Two mortar shells hit Syria’s capital Saturday near a hotel where international chemical weapons inspectors and United Nations staff are staying, state media and a hotel guest said.

In the north, clashes between rival rebel factions left nearly 50 gunmen dead in three days of fighting for control of neighborhoods in the city of Aleppo, an activist group said.

An 8-year-old girl was killed and 11 people were hurt in the blasts in the upscale Abu Roumaneh area of Damascus, the SANA news agency said. One shell fell near a school and the other on the roof of a building.

The girl was in her family car near the school when she was killed, said the Syrian Observatory for Human Rights, a Britain-based activist group monitoring the fighting.
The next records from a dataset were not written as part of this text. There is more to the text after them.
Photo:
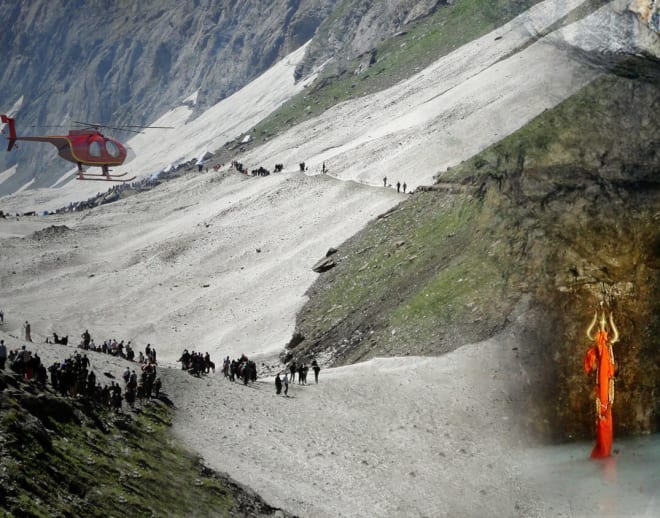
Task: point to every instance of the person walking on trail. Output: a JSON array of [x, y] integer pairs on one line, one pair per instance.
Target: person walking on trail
[[27, 330], [316, 369]]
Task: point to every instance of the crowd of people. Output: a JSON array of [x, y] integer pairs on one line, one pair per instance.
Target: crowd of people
[[74, 377]]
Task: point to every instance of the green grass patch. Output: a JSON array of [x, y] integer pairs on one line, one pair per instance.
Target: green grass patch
[[130, 466], [419, 44]]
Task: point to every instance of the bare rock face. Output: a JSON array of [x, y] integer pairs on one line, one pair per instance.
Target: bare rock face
[[129, 63], [356, 27]]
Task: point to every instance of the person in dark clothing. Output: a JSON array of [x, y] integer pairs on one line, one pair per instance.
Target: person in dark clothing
[[316, 368]]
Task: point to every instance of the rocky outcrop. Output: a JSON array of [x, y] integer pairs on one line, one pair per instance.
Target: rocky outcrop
[[128, 63], [562, 215]]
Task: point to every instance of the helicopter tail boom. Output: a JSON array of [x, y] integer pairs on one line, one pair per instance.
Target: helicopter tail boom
[[12, 130]]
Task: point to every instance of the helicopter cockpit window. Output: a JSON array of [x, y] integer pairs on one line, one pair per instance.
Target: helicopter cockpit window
[[95, 149], [112, 148]]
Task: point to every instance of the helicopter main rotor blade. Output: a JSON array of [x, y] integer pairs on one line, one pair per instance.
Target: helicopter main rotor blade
[[145, 127]]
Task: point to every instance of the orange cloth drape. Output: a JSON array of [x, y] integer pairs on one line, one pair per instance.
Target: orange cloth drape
[[599, 356]]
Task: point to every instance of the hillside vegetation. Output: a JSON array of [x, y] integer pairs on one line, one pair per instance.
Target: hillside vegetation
[[416, 46], [68, 457]]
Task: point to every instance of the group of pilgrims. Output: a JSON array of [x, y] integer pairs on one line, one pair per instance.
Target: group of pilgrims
[[245, 370], [73, 377]]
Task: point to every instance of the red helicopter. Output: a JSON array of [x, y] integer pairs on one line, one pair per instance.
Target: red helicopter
[[86, 146]]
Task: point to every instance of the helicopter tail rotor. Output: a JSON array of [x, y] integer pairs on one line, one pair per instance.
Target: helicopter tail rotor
[[12, 130]]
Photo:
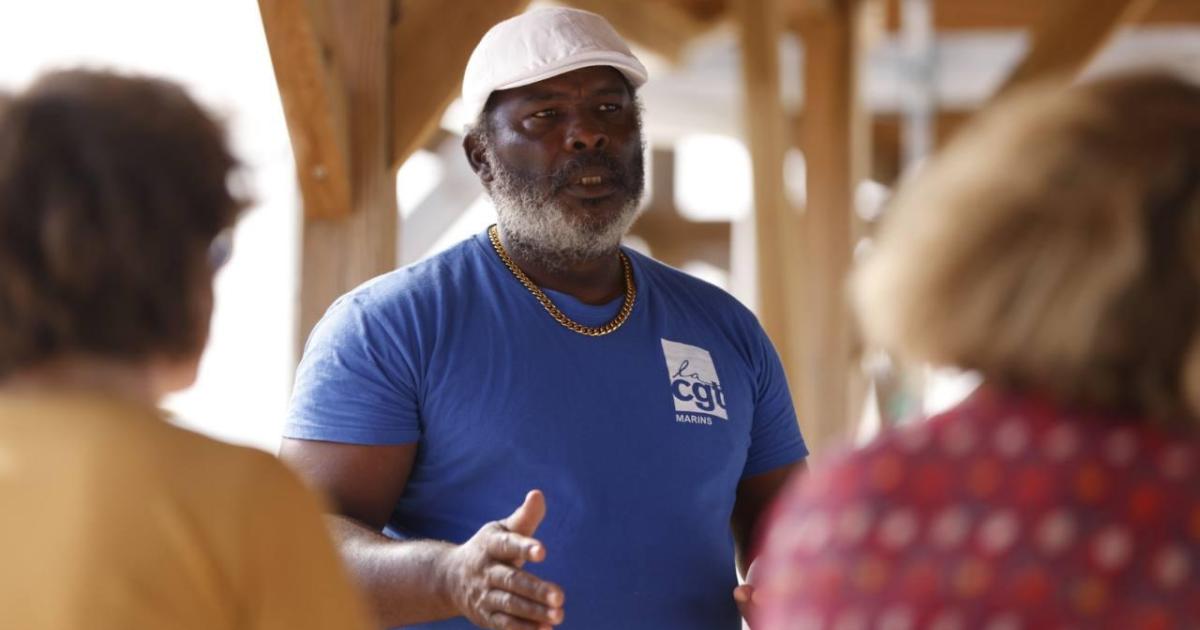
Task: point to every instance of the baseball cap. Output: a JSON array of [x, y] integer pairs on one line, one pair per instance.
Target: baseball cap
[[539, 45]]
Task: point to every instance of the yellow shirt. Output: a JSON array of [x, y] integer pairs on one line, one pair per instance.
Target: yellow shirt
[[113, 519]]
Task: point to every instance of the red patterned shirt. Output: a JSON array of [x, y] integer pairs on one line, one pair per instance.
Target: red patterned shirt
[[1002, 514]]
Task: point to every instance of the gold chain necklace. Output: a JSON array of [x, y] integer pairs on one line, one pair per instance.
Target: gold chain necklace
[[627, 306]]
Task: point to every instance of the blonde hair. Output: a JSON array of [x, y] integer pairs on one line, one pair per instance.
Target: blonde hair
[[1054, 246]]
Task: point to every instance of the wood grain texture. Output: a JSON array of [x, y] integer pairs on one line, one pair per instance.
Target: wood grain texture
[[313, 105], [340, 253]]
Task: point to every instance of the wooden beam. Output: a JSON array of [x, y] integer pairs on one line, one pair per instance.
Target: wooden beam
[[340, 253], [837, 144], [1069, 34], [312, 105], [655, 25], [445, 204], [1008, 15], [887, 155], [431, 45], [672, 238], [778, 263]]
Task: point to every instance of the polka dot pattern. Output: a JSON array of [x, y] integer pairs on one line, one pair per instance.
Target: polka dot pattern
[[1002, 514]]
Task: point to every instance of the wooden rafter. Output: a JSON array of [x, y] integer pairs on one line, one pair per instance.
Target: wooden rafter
[[660, 27], [1069, 34], [886, 139], [672, 238], [315, 106], [431, 45], [970, 15]]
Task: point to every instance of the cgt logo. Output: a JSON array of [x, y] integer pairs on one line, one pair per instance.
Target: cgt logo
[[694, 384]]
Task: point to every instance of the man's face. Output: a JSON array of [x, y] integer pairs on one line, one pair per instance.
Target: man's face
[[564, 165]]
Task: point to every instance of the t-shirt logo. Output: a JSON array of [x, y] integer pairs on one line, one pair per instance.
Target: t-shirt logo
[[694, 384]]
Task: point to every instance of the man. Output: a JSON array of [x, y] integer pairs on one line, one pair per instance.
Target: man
[[637, 411]]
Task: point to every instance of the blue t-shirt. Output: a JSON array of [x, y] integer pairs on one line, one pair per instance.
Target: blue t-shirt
[[637, 438]]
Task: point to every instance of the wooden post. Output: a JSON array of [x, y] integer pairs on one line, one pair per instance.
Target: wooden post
[[777, 223], [313, 103], [672, 238], [340, 253], [837, 145]]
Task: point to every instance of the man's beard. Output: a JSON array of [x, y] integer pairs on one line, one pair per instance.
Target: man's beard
[[540, 228]]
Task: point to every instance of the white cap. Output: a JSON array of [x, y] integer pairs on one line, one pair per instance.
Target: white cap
[[540, 45]]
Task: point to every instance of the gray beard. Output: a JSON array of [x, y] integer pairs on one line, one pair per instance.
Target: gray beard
[[544, 232]]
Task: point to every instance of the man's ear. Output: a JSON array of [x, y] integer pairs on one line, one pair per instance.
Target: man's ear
[[477, 157]]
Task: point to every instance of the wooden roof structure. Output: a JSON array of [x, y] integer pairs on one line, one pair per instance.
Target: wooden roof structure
[[365, 84]]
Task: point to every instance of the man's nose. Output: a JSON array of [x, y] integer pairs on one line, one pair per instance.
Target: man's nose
[[586, 135]]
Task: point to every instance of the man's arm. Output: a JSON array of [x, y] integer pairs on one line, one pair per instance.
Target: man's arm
[[754, 496], [417, 581]]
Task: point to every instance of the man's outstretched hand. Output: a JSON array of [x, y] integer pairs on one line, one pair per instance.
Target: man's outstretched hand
[[745, 598], [484, 581]]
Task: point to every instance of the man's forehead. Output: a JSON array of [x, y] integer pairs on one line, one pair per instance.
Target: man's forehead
[[595, 81]]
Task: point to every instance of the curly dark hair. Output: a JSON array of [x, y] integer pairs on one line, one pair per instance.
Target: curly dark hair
[[112, 192]]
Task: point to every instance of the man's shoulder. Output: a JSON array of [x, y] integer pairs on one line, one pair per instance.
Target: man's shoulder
[[671, 280], [436, 276]]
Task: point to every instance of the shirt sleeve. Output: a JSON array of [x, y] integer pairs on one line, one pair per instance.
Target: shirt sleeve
[[297, 580], [357, 382], [775, 436]]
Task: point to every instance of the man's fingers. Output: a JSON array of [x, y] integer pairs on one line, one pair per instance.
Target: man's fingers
[[528, 516], [514, 549], [501, 621], [503, 577], [520, 609]]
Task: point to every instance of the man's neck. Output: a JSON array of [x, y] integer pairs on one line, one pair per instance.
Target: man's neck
[[85, 375], [592, 281]]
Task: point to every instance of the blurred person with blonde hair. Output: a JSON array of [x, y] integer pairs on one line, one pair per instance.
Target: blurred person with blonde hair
[[114, 217], [1054, 249]]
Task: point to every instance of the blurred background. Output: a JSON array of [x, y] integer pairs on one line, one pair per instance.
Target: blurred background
[[777, 130]]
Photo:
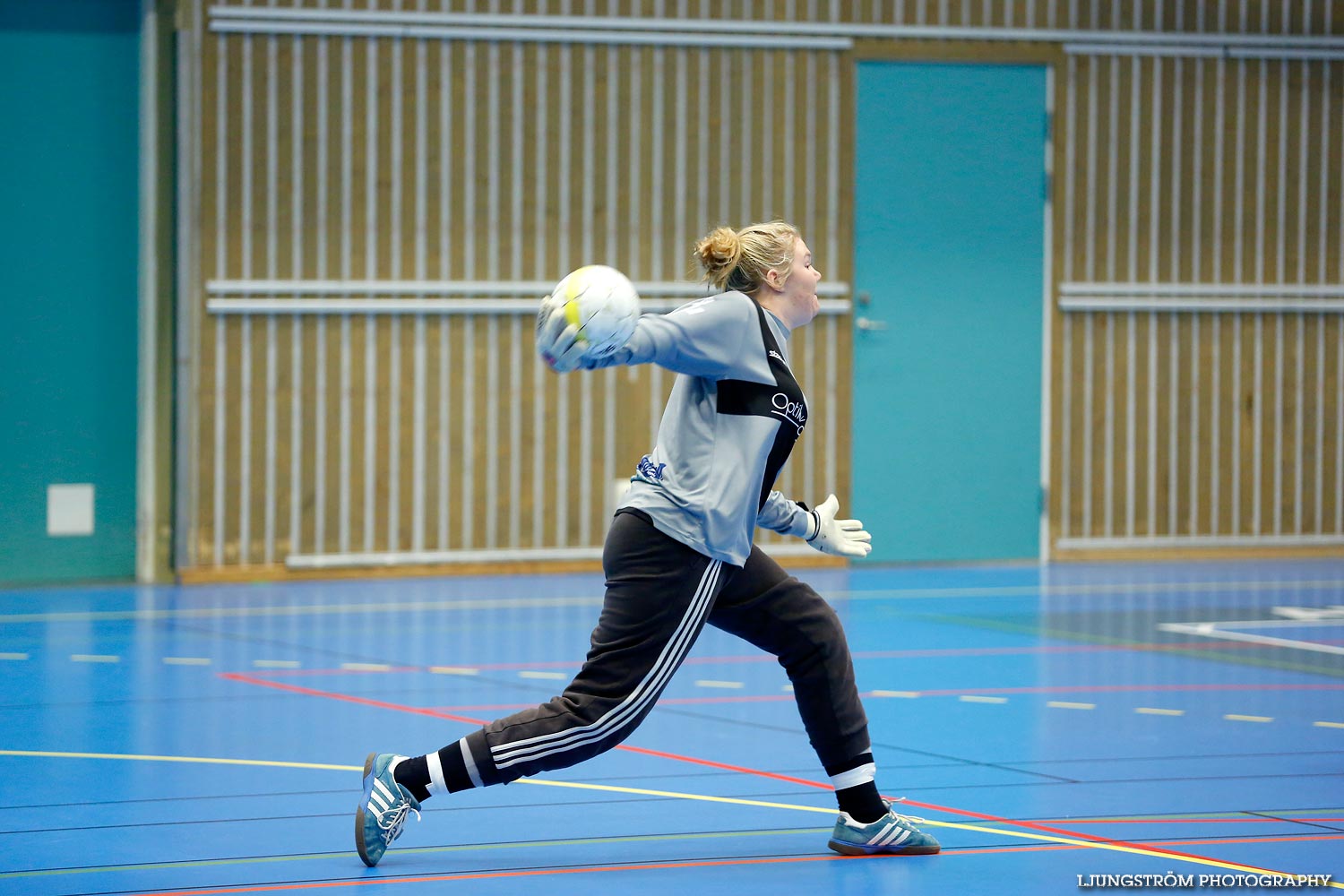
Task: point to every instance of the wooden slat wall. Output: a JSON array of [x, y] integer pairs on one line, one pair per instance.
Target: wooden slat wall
[[409, 159], [1199, 426], [384, 159]]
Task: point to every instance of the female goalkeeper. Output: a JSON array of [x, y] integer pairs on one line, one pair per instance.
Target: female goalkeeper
[[679, 555]]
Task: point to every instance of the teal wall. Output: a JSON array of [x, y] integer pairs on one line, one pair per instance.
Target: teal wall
[[949, 246], [69, 246]]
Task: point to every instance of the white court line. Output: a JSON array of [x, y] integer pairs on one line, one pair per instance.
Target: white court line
[[594, 599], [454, 670], [1220, 632]]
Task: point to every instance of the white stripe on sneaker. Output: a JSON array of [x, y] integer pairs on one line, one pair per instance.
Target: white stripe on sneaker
[[674, 651], [882, 833]]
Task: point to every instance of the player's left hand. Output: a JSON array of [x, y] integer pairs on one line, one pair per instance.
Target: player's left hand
[[841, 538], [556, 340]]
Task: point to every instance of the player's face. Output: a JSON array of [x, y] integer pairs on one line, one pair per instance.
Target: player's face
[[800, 290]]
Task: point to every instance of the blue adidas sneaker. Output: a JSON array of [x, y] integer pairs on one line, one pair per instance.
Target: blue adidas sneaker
[[382, 812], [892, 833]]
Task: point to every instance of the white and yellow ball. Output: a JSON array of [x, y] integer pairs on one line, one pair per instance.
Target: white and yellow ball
[[602, 304]]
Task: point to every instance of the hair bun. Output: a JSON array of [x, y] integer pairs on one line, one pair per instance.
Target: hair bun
[[718, 254]]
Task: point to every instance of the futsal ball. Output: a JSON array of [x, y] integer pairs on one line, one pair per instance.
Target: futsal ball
[[602, 304]]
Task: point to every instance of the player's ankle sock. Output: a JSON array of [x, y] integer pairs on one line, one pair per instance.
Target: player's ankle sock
[[413, 774], [862, 802], [857, 790]]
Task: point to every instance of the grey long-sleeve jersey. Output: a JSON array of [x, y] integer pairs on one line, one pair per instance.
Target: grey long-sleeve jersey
[[733, 417]]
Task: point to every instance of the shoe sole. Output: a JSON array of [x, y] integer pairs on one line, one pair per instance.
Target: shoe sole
[[852, 849], [359, 814]]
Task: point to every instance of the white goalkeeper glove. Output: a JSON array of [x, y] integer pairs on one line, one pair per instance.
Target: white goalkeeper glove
[[558, 340], [843, 538]]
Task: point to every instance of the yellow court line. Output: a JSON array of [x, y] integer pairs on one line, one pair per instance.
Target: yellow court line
[[642, 791]]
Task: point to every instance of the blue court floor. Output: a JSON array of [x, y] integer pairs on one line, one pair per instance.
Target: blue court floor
[[1048, 723]]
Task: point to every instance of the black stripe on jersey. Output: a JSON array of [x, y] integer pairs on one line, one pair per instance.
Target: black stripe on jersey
[[781, 402]]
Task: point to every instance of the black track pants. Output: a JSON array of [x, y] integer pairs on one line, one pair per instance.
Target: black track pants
[[659, 595]]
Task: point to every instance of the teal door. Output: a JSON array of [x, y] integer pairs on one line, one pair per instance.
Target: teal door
[[949, 241]]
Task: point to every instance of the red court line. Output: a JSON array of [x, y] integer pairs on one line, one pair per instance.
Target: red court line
[[332, 694], [968, 813], [717, 863], [1185, 821], [948, 692], [866, 654], [435, 713]]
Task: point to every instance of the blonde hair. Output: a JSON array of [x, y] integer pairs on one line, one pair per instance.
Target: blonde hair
[[739, 258]]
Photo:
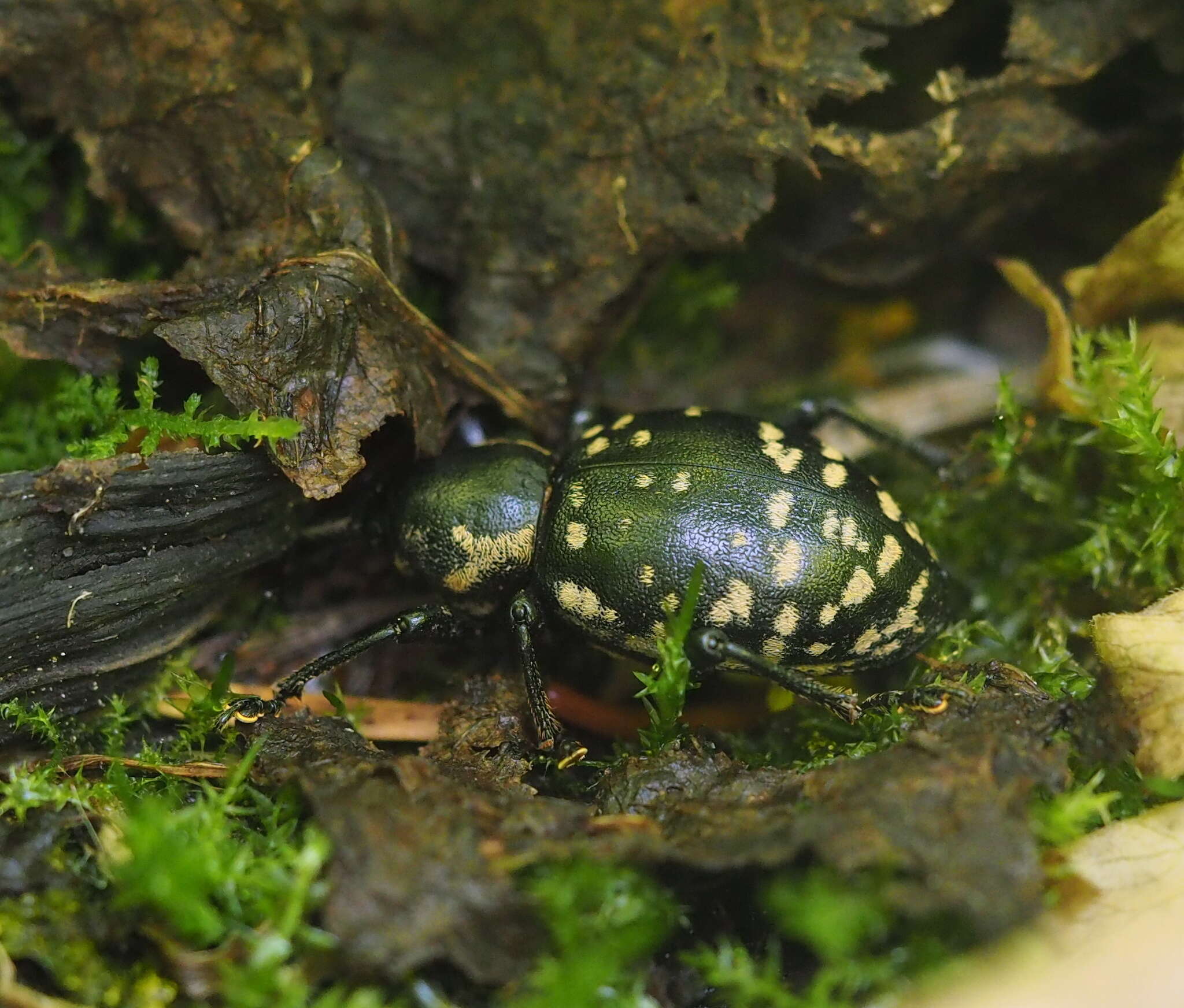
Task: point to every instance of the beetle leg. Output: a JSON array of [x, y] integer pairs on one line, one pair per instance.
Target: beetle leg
[[930, 698], [430, 622], [812, 413], [714, 646], [524, 619]]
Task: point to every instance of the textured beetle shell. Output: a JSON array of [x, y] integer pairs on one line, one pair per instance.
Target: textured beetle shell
[[806, 560], [465, 521]]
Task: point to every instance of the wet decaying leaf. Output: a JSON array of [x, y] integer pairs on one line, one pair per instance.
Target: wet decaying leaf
[[412, 878], [107, 566], [205, 109], [546, 178], [544, 160], [426, 847]]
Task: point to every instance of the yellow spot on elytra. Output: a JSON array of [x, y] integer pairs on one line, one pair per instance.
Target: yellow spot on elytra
[[786, 459], [906, 616], [859, 588], [484, 555], [834, 475], [786, 561], [577, 535], [890, 554], [786, 620], [830, 524], [734, 605], [778, 508], [889, 506], [583, 602], [772, 647]]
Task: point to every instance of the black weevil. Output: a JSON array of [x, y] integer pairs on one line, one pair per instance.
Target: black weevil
[[810, 567]]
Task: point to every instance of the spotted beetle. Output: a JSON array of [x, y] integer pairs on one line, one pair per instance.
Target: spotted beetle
[[810, 567]]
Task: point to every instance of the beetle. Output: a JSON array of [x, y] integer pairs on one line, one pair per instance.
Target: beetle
[[810, 566]]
The blasts damaged several cars and shattered nearby windows. One resident was seen sweeping debris on a sidewalk, near where twisted metal pieces from the wreckage had been heaped in a small pile.

The blasts struck 1,000 feet away from the Four Seasons Hotel where the chemical weapons inspectors and U.N. staff are staying. A U.N. employee staying there said it did not appear that the hotel was affected by the twin explosions. The hotel remained open after the blasts, he said, speaking on condition of anonymity because he was not authorized to speak to reporters.

He said he heard the first explosion at about 11:15 a.m., followed by a second. Thick smoke rose from the area and ambulance sirens sounded shortly afterward.

Syrian rebels routinely fire mortar shells from the outskirts of Damascus at city neighborhoods controlled by forces loyal to President Bashar Assad. Last week, a similar attack reportedly killed eight people.

Inspectors from the Organization for the Prohibition of Chemical Weapons and U.N. staff have been in Syria for the past two weeks to destroy the country’s chemical weapons stockpile. The watchdog agency working to eliminate chemical weapons around the world won the Nobel Peace Prize on Friday in a powerful endorsement of its Syria mission.

The OPCW inspectors have so far visited three sites linked to Syria’s chemical weapons program, though the agency has not provided details. On Saturday, before the mortar attack, a convoy of U.N. cars left the Four Seasons, but its destination was not known.

The inspectors’ mission in Syria is unprecedented because of a tight timetable — they are to get the job done by mid-2014 — and because they are operating in the midst of a civil war.

They are to inspect more than 20 sites, some close to front lines crisscrossing the country.

Last week, Syrian warplanes twice bombed the rebel-held town of Safira, just a few miles from a large military complex believed to house an underground chemical weapons production facility.

Another mortar attack Saturday in the regime-held Damascus suburb of Jaramana left two people dead and several others wounded, according to the Observatory.

SANA said the Ministry of Social Affairs and the Syrian Arab Red Crescent evacuated Saturday nearly 2,000 women and children from the rebel-held Damascus suburb of Moadamiyeh where people have complained about lack of food. SANA gave no further details.